Sawtooth/jagged diagonal line when using model for label assist

I’m attempting to build a dataset and workflow to identify each game cartridge in an image. (input.jpg)

My Current Problem

My first step is labeling sufficient samples of each cartridge to be identified.

I’ve trained a model with a relatively small dataset (around 100 images + augmentations) of manually annotated images, to annotate the different areas of cartridges. (classes: cartridge, label, logo, art, id) (Model Type: Roboflow 3.0 Instance Segmentation (Fast))

I’m using that model to use Label Assist to annotate a much larger dataset. (Type: Object Detection)

When I’m annotating a cartridge that is square in the frame and has horizontal/vertical lines it has a pretty good annotation suggestion with straight lines. (good.jpg)

If the cartridge is skewed or relatively small in the larger image, then the suggested annotations are mostly correct, but have very jagged, sawtooth, or zig zag looking lines. (zigzag.jpg)

Why is it this way? I want simple, straight lines, for my annotations what can I do to have that?

My Overall Direction:

My current thoughts that my steps are like this, I welcome any feedback on how data should be annotated, or what type of models should be used.

Some challenges I’m aware of that I need to plan for:

  • I expect around 5,000 classes.
  • The source image may have a single cartridge or a large grid with 60+ cartridges.

Steps:

  • Annotate CartComponents
  • Train CartComponents model to simplify/speed up annotation
  • Annotate cartridge labels with unique class per cartridgeID
  • Train CartidgeIdentifier model (with 1,000’s of classes) to identify a cartridge
  • User Application will take input image and use CartComponents to detect cartridges
  • User Application will crop each cartridge individually from the image
  • User Application will feed individual cartridge image to CartidgeIdentifier model to identify

Project Type: Object Detection
Operating System & Browser: MacOS, Safari

An example of the model detecting straight lines:

An example of zigzag lines on a small item:

An example of the model drawing zigzag lines on a high res tilted item:

Hey zevlag! One really quick option - switch to object detection so you get a bounding box instead of tight fit lines. Of course, this will give a vertical fit when the game is at an angle.

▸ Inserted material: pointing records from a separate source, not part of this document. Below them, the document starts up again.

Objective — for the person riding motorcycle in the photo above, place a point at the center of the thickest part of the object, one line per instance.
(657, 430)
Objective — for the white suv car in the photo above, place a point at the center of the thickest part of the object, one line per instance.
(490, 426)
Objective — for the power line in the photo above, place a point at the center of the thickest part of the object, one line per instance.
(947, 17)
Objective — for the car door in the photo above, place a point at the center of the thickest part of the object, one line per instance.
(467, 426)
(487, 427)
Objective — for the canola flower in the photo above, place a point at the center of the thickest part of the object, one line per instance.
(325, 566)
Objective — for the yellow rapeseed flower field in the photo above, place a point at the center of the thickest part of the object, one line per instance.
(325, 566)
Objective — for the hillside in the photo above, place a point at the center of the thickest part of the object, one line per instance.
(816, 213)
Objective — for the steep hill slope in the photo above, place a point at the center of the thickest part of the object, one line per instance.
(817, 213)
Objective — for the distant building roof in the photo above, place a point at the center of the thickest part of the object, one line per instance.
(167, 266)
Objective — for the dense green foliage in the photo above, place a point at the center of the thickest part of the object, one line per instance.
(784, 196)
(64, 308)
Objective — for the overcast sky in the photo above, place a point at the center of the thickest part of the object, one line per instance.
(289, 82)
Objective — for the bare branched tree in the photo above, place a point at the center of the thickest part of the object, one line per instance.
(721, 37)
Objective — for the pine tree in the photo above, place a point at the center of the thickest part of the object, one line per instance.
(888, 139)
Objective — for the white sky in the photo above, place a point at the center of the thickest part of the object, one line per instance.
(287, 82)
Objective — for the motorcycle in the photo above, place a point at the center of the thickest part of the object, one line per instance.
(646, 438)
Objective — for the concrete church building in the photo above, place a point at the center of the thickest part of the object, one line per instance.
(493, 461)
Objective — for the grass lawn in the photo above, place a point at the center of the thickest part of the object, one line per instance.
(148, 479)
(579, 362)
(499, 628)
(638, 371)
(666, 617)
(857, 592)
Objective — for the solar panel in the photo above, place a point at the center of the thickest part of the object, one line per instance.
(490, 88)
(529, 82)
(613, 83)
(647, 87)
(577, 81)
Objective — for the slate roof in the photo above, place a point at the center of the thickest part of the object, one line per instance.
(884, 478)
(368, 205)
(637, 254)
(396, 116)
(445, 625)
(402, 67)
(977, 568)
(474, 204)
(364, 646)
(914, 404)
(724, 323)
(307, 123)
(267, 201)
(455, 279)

Another option you have is to just move ahead with the jagged lines and fix that issue later. Here’s that explanation.

I ran a quick example that found part of a playing card, but as you can see, I also have the jagged output of the instance segmentation model (that I borrowed from Roboflow Universe). It’s generating many points around the predicted area.

But then I used Workflows to run the model AND added a Dynamic Zone block as a processing step after the model finds the instance, and here I can specify I only want 4 corners. Here’s what the workflow looks like.

And now here’s what I have for an identified zone.

So you can see I now have 4 straight lines (only looking jagged because of the resolution.) And you can output the coordinates if you need the actual numbers or…

…you can also just do a crop immediately and only capture that general part of the image. And you could throw another model detection into the workflow to only run on that cropped piece.

I tried to throw out a few options there. There are additional variations on all that depending on your needs. If you are still needing the annotations to have straight lines from the beginning, maybe expand on why that’s important and myself or others might be able to chime in on more solutions!